[PATCH] D134453: Disambiguate type names when printing NTTP types

Aaron Ballman via Phabricator via cfe-commits cfe-commits at lists.llvm.org
Wed Oct 26 06:02:47 PDT 2022


aaron.ballman added a comment.

In D134453#3880794 <https://reviews.llvm.org/D134453#3880794>, @mizvekov wrote:

> In D134453#3880729 <https://reviews.llvm.org/D134453#3880729>, @dblaikie wrote:
>
>> I think we should restrict the discussion in this review to being only about the case where we have the canonical type (acknowledging that there's broader work to reduce the number of cases where that is what we have to deal with).
>
> I agree that we can leave that aside for this patch.

+1 :-)

>> When you say "for reasonably small objects" are you suggesting this patch/an nearish-term solution to the original problem presented here (`t1<{}>` with no info about the type of the NTTP) should include some heuristic to judge "reasonably small objects" and choose a different rendering in that case?
>
> I don't think we necessarily have to do something about that from the start, but it's probably a problem that is going to come up at some point.
> We are trying to render the whole structure of a class type in one line of diagnostic, seems like this breaks new ground.
>
>> OK, I'm not sure what to make of this, though - "the expression that initializes the NTTP" is something we don't have, right? Just the value, I think, at this point? So we're trying to pick some kind of rendering for that value - is it just the outer type and then braces and values (Using the "bad"/difficult case of nested subobjects - `t1{{3}, {4}}`) or with nested types (`t1{t2{3}, t3{4]}`) or with member names (`t1{.v1 = {.v2 = 3}, .v3 = {.v4 = 4}}`) or both (`t1{.v1 = t2{.v2 = 3}, .v3 = t3{.v4 = 4}}`).
>>
>> I guess you meant the first, `t1{{3}, {4}}`? OK, so I think you're agreeing with what I would prefer/outlined in https://reviews.llvm.org/D134453#3871251 (which isn't where this review was going when @aaron.ballman roped you in, it was going towards fully explicit (`t1{t2{3}, t3{4}}`))
>
> I am a bit torn actually, something like `t1{.name = "Bar"}` does look better ideally, but it's probably more prone to bad corner cases. Will probably not work well for tuples.

I also think this form will get chatty in practice. It's not that uncommon for real world code to have quite a few members in a structure, so I could see `t1{.name = "Bar"}` being reasonable while `t1{.name = "Bar", .age = 183, .height = -12, .weight = 1.2f, .eye_color = Eyes::Chartreuse, .smell = Smells::LikeTeenSpirit }` being a far less reasonable thing to print. That said, we could perhaps have a cut point so we print with the member names if there's < N of them and print without member names otherwise. But I'm not certain it's worth it.

> The second option, `t1{{3}, {4}}`, looks more well-rounded.

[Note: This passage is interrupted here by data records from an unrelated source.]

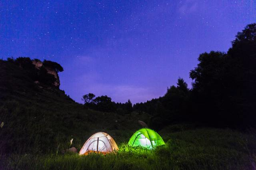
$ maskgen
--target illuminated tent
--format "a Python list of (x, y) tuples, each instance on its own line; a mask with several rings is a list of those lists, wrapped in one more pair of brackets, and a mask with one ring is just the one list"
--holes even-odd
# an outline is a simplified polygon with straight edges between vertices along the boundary
[(104, 132), (98, 132), (92, 136), (84, 143), (79, 155), (87, 155), (90, 152), (105, 154), (119, 149), (110, 135)]
[(139, 130), (132, 136), (128, 142), (131, 146), (140, 146), (147, 149), (164, 144), (164, 142), (158, 133), (148, 128)]

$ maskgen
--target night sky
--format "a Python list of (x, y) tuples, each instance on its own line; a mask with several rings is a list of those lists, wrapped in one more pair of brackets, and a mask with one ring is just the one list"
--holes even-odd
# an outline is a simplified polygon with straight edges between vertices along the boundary
[(57, 62), (60, 88), (133, 103), (163, 95), (256, 21), (256, 0), (1, 0), (0, 57)]

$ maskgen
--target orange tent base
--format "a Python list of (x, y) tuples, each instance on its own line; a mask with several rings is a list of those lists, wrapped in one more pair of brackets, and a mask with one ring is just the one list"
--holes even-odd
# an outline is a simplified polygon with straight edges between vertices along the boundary
[(96, 154), (103, 154), (104, 155), (105, 155), (106, 154), (109, 154), (109, 153), (110, 153), (110, 152), (99, 152), (99, 151), (97, 152), (97, 151), (94, 151), (94, 150), (88, 150), (87, 152), (86, 152), (84, 153), (82, 155), (88, 155), (89, 154), (91, 154), (92, 153), (96, 153)]

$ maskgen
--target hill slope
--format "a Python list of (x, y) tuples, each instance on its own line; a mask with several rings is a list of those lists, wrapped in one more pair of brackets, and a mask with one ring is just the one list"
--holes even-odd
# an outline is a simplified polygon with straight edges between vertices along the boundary
[[(1, 150), (47, 152), (69, 147), (80, 148), (94, 132), (107, 131), (120, 141), (139, 128), (145, 115), (118, 115), (88, 109), (64, 91), (36, 83), (31, 73), (11, 62), (0, 61)], [(18, 144), (17, 145), (16, 144)], [(3, 148), (5, 149), (3, 149)]]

I can live with this approach if folks think it's the better way to go. But my concern still remains that the user has no idea what's being constructed by `{3}` or `{4}` without tracking down which constructor of `t1` is being called. Because of overloads, `std::initializer_list`, and conversion operators (and the fact that C++ initialization rules are a bit of a disaster), I think this can be unobvious sometimes without including type names. That said, after playing around a bit, I think those times might involve more contorted code than others are worried about, and so maybe it's not worth worrying about those cases. The fact that Clang is the only C++ compiler that doesn't print full type information makes me wary though. My thinking is that it's always more frustrating to have not enough information in a diagnostic than too much information (both are problems in their own ways though).

> The fully explicit `t1{t2{3}, t3{4}}` option seems like it would be both less readable and also even more prone to bad corner cases than the first (field names) option.

I can understand it being less readable for deep nesting situations, but I do not see why it would be prone to bad corner cases -- it's the most explicit form we can write (and matches the behavior of all other C++ compilers, from what we can tell).